Add messaging use case #189

objectiser · 2017-03-03T10:38:51Z

@yurishkuro @bhs @wu-sheng Initial stab at the messaging use case.

Someone my need to check the python is valid :)

yurishkuro · 2017-03-03T11:50:54Z

_docs/pages/instrumentation/common-use-cases.md

+
+There are two messaging styles that should be handled, Message Queues and Publish/Subscribe (Topics).
+
+The main distinction between these styles is that a message written to a queue can only be consumed by **at most** one consumer, whereas a message published on a topic can be consumed by zero or more subscribers. The other point to note is that although a message can be sent/published by a producer, that does not guarantee that it will be consumed - messaging systems are asynchronous and therefore the producer has no visibility of when or if the message was delivered.


I think in a CAP world, if you choose AP system then "at most once" cannot be guaranteed, only "at least once" can be, which makes the distinction between queue and pub/sub even less clear.

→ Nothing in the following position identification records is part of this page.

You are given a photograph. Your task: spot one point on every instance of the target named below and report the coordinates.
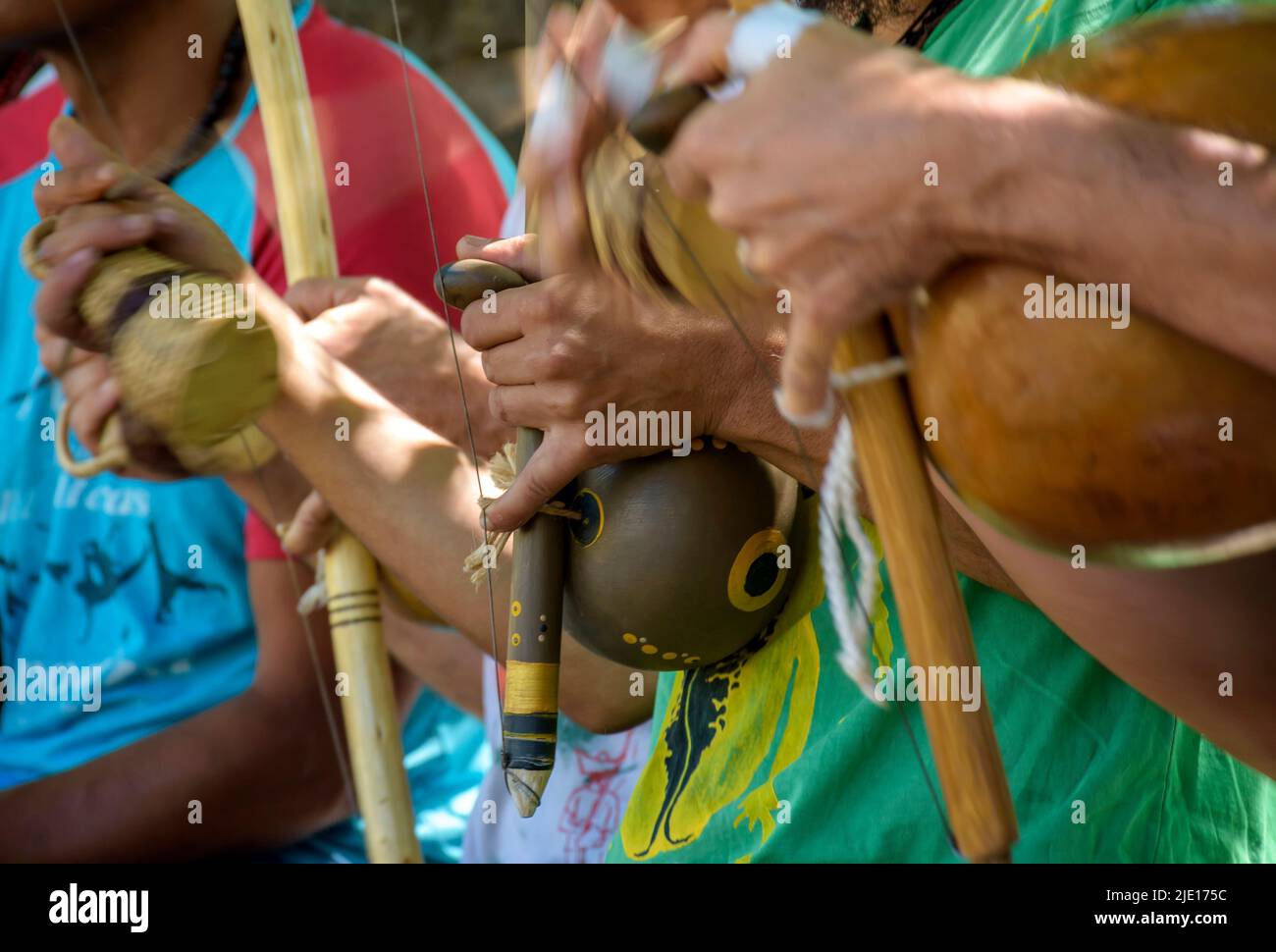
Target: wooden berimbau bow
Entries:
(190, 391)
(1211, 71)
(373, 731)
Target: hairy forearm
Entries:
(255, 789)
(1100, 195)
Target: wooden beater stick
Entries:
(931, 615)
(369, 709)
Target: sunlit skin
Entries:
(1146, 627)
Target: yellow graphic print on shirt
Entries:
(730, 729)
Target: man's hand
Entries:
(141, 212)
(573, 344)
(88, 229)
(854, 173)
(403, 349)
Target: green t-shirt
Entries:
(778, 757)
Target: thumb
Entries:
(310, 297)
(75, 145)
(521, 253)
(310, 528)
(552, 467)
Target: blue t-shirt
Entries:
(144, 583)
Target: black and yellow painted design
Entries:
(731, 727)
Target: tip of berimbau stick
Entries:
(526, 787)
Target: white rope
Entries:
(868, 373)
(317, 595)
(838, 514)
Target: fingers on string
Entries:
(310, 528)
(55, 305)
(101, 226)
(96, 397)
(310, 297)
(521, 253)
(815, 334)
(701, 58)
(552, 467)
(73, 186)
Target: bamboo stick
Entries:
(931, 614)
(530, 716)
(369, 709)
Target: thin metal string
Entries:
(452, 341)
(808, 462)
(335, 735)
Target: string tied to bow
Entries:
(503, 470)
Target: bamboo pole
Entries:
(528, 721)
(368, 707)
(931, 615)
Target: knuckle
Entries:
(497, 406)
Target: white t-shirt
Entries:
(594, 773)
(582, 804)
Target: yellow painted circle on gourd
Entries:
(767, 541)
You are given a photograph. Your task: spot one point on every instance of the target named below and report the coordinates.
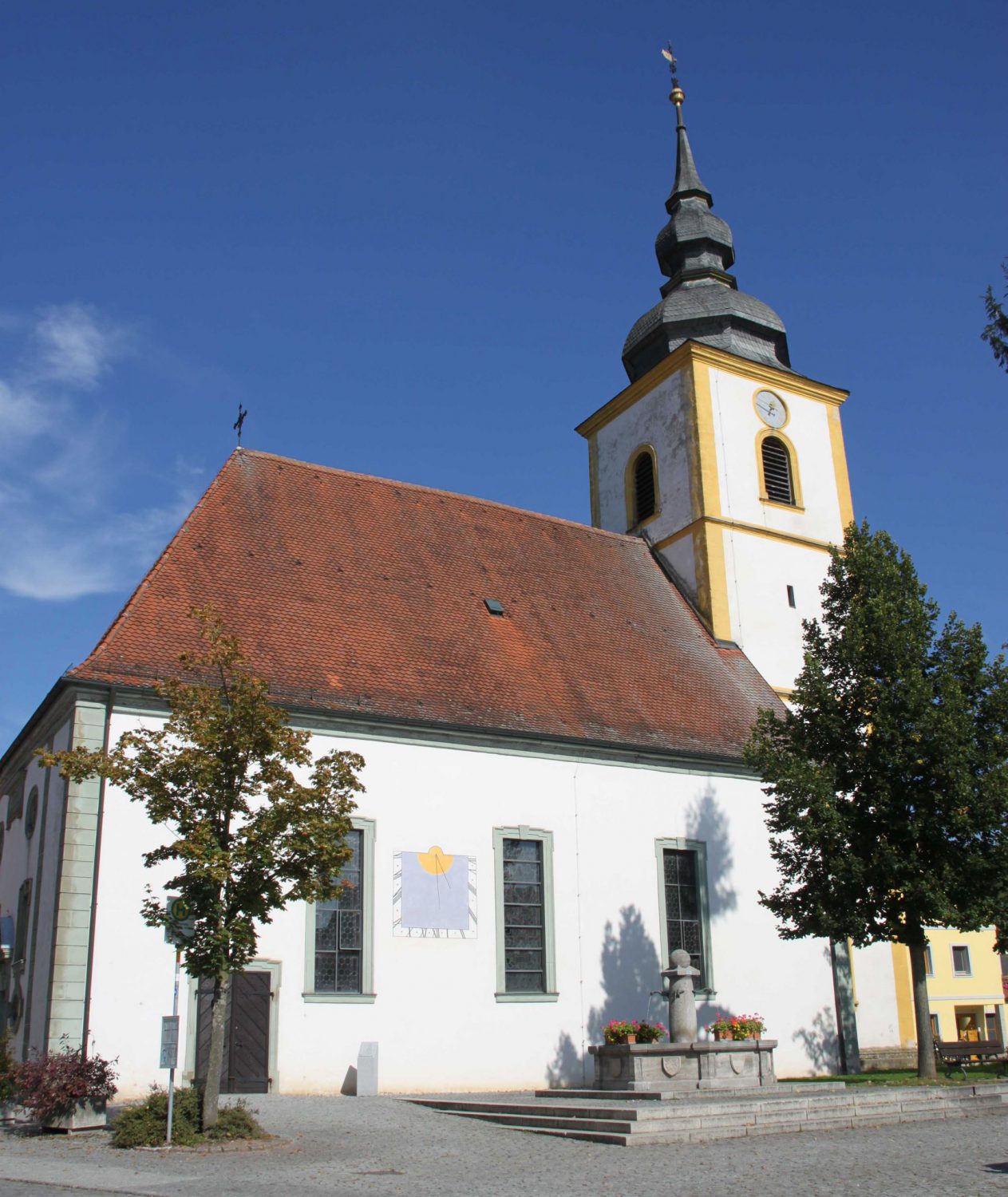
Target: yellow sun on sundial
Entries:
(435, 861)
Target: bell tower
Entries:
(729, 462)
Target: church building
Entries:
(552, 717)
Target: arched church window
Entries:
(777, 472)
(644, 491)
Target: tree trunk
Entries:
(222, 991)
(922, 1013)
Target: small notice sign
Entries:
(169, 1041)
(181, 922)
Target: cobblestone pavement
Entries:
(382, 1147)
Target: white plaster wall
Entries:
(758, 572)
(878, 1025)
(435, 1017)
(680, 555)
(661, 419)
(21, 861)
(47, 879)
(759, 569)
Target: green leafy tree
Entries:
(887, 780)
(996, 330)
(244, 836)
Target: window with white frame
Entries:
(524, 876)
(340, 931)
(684, 905)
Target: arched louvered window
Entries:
(777, 472)
(643, 488)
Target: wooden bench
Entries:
(967, 1053)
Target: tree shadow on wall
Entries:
(708, 823)
(821, 1041)
(631, 971)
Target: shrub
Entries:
(236, 1122)
(54, 1084)
(145, 1124)
(9, 1088)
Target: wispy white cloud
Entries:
(74, 345)
(66, 531)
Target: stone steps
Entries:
(631, 1120)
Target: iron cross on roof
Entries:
(239, 421)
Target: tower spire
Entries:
(687, 181)
(701, 301)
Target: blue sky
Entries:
(411, 239)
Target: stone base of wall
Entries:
(873, 1060)
(668, 1068)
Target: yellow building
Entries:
(964, 986)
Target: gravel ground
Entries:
(383, 1147)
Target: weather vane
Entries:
(677, 95)
(239, 421)
(673, 66)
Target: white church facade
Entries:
(552, 718)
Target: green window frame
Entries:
(699, 851)
(366, 993)
(962, 965)
(545, 839)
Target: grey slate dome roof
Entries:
(701, 302)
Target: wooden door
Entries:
(246, 1065)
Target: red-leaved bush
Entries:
(50, 1086)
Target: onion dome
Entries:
(701, 301)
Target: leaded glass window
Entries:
(524, 962)
(682, 909)
(339, 928)
(643, 488)
(777, 472)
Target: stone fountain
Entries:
(684, 1065)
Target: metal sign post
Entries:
(177, 930)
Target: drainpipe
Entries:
(86, 1026)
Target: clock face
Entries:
(771, 409)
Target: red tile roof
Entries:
(366, 598)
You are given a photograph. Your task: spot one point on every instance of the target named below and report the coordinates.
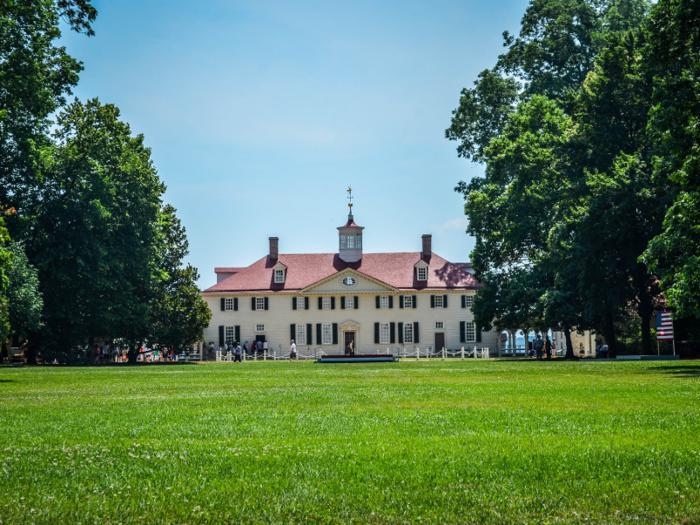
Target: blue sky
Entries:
(260, 114)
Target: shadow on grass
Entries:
(679, 370)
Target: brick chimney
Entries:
(427, 245)
(274, 248)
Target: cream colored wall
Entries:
(280, 315)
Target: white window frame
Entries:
(301, 335)
(384, 333)
(470, 331)
(408, 333)
(327, 334)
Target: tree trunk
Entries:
(569, 344)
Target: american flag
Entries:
(664, 325)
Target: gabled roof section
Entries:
(303, 270)
(354, 273)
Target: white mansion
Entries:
(375, 300)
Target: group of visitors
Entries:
(541, 347)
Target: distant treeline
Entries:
(588, 213)
(88, 250)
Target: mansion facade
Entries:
(328, 300)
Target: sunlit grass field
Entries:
(412, 442)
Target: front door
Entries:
(439, 341)
(349, 338)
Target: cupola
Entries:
(350, 237)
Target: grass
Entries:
(414, 442)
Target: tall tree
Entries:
(674, 55)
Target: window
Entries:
(327, 334)
(408, 333)
(301, 334)
(384, 334)
(470, 332)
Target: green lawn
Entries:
(414, 442)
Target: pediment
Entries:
(334, 284)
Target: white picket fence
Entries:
(417, 353)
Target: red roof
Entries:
(303, 270)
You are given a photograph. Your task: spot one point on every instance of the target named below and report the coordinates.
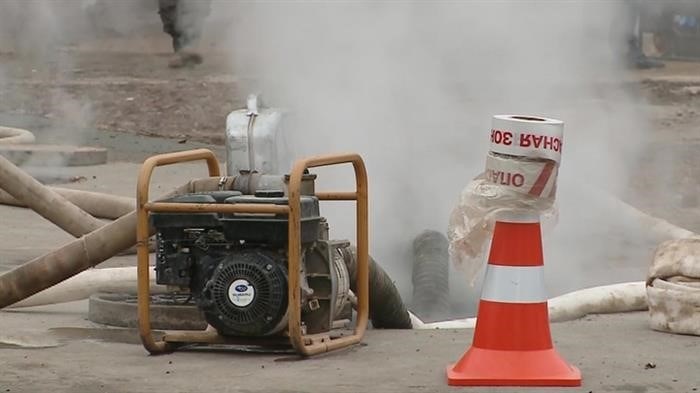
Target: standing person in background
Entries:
(183, 20)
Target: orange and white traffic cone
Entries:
(512, 343)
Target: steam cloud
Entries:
(412, 86)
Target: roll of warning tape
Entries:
(527, 136)
(537, 178)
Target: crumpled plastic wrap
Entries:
(520, 176)
(472, 220)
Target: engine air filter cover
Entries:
(247, 294)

So I would drop that part, especially since your next paragraph says it doesn't really matter for tracing anyway.

Good point - I'll drop this part.

yurishkuro · 2017-03-03T11:53:51Z

_docs/pages/instrumentation/common-use-cases.md

+        span.log(event='general exception', payload=e)
+        span.set_tag('error', true)
+        span.finish()
+        raise


instead of this, a more idiomatic way is

with span: messaging_client.send(message)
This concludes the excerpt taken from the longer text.